Okay, I found #8 on eBay: "JOHN BARLEYCORN MUST DIE" by TRAFFIC


----------



## ScottBooks (Oct 28, 2008)

Sorry Jim, I've never seen any of these covers.  Where are all the people that were on the Led Zep thread?


----------



## Brian (Nov 13, 2008)

I'll take a shot.

#12 is Loaded by Velvet Underground
#11 is a Yardbirds album I think

Fun Jim, thanks.


----------



## Elijsha (Dec 10, 2008)

12. velvet underground, loaded


----------



## Elijsha (Dec 10, 2008)

10. thin lizzy jailbreak


----------



## Elijsha (Dec 10, 2008)

9. kinks, come dancing with the kinks


----------



## Elijsha (Dec 10, 2008)

4. moody blues, long distance voyager

5. yes, relayer

3. "is driving me nuts"


----------



## Guest (Jan 4, 2009)

MonaSW said:


> The only ones that are familiar are 8 & 12, but I couldn't tell you who they were. Sorry.
> 
> Okay, I found #8 on eBay: "JOHN BARLEYCORN MUST DIE" by TRAFFIC


Right you are! About tome somebody else got one. Well done!


----------



## Guest (Jan 4, 2009)

Brian A said:


> I'll take a shot.
> 
> #12 is Loaded by Velvet Underground
> #11 is a Yardbirds album I think
> ...


Right on #12. I can't tell you if your right on #11, as it is an incomplete answer.


----------



## Guest (Jan 4, 2009)

Well, it's obvious who the king of this game is.  All that's left is #3 and #11.  I suppose there's no real point in my doing any more of these, given the general lack of interest and the fact that nobody can give Elijsha any competition.  Thanks to those who have participated.


----------



## Elijsha (Dec 10, 2008)

tell me 3 please


----------



## ScottBooks (Oct 28, 2008)

Well, if you did album covers from about '76 until '90 or so...I'd probably have a chance at some of them. I should have known the Kinks, but by the time that album came out I'd quit going to see them. 
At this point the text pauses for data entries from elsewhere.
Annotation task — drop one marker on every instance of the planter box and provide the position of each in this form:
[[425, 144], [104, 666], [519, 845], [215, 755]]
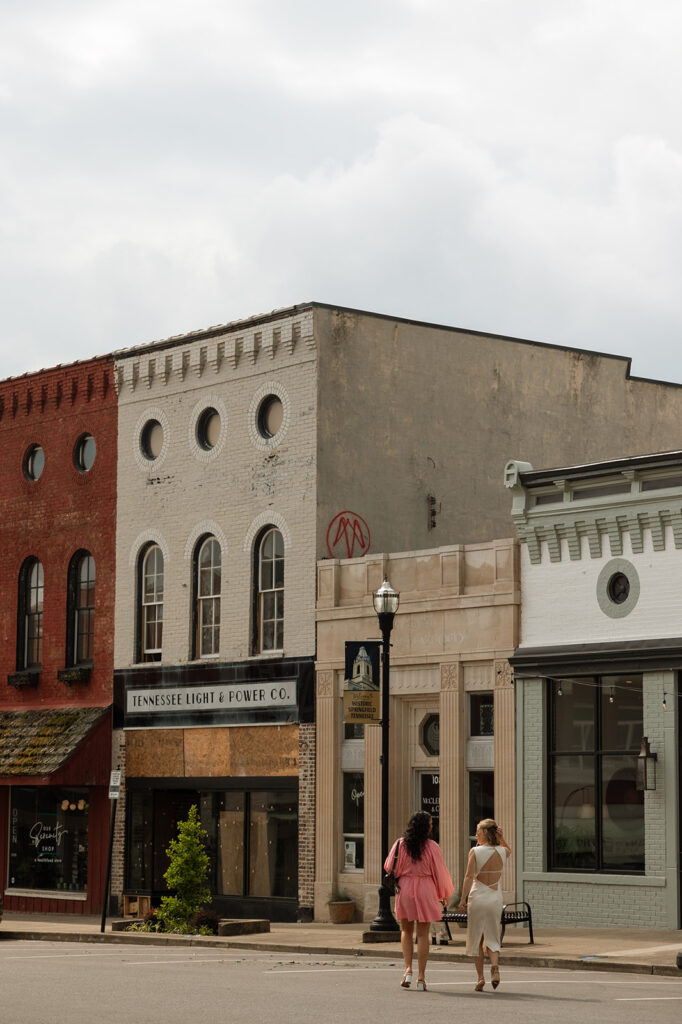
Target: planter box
[[341, 911]]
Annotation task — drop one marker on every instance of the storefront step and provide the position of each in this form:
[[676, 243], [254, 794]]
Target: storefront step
[[227, 926]]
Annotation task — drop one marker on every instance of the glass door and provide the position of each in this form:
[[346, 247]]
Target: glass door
[[428, 797]]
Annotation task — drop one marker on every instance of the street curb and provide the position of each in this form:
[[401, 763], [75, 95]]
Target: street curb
[[373, 951]]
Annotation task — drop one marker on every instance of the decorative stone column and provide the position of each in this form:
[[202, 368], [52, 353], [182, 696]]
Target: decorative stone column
[[505, 800], [372, 820], [453, 774]]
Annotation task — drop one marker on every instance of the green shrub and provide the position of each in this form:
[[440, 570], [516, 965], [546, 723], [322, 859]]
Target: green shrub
[[206, 923], [186, 877]]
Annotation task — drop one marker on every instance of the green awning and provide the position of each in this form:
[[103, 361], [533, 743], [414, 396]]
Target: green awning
[[37, 742]]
Actually, I probably couldn't play this game with my own vinyl record albums. It's been at least 8 years since I flipped through those. (Haven't owned a turntable in quite some time  )


----------



## Guest (Jan 4, 2009)

ScottBooks said:


> Well, if you did album covers from about '76 until '90 or so...I'd probably have a chance at some of them. I should have known the Kinks, but by the time that album came out I'd quit going to see them.
> 
> Actually, I probably couldn't play this game with my own vinyl record albums. It's been at least 8 years since I flipped through those. (Haven't owned a turntable in quite some time  )


Given that the average age of KB members is somewhere close to 50, I thought this kind of quiz would be a natural. I guess I didn't count on other factors--like the 3:1 female:male ratio or that apparently readers aren't rockers. 

No biggie. Now I know. And thanks for at least taking an interest.


----------



## Guest (Jan 4, 2009)

Elijsha said:


> tell me 3 please


No. You got eight of the twelve. And you'll probably get #11 if you try. Isn't that enough for you? I'll reveal #3 when/if somebody guesses it. Those are the rules.


----------



## ScottBooks (Oct 28, 2008)

Bacardi Jim said:


> Given that the average age of KB members is somewhere close to 50


Yay! I'm below average


----------



## Guest (Jan 4, 2009)

Here's a cryptic (British-style crossword) clue to #3:

How the blogpile is stacked (5,2,5)


----------



## Guest (Jan 4, 2009)

And another clue for #3:

Singer's father stands behind the piggy and cuts off its head (4,3)


----------



## ScottBooks (Oct 28, 2008)

OK...something by Iggy Pop. Hope this helps Elijsha. "Built" could be in the album title.


----------



## Guest (Jan 4, 2009)

ScottBooks said:


> OK...something by Iggy Pop. Hope this helps Elijsha. "Built" could be in the album title.


Now he has both of the missing artists. Curse you!


----------



## Guest (Jan 4, 2009)

I might as well post them now.

Oh, the b-logpile is stacked b-rick by b-rick.


----------



## Guest (Jan 4, 2009)

Congrats, Elijsha!  You da man!  You obviously know your classic rock.  Sorry nobody else does.


----------



## Elijsha (Dec 10, 2008)

was kinda fun!   igggggy


----------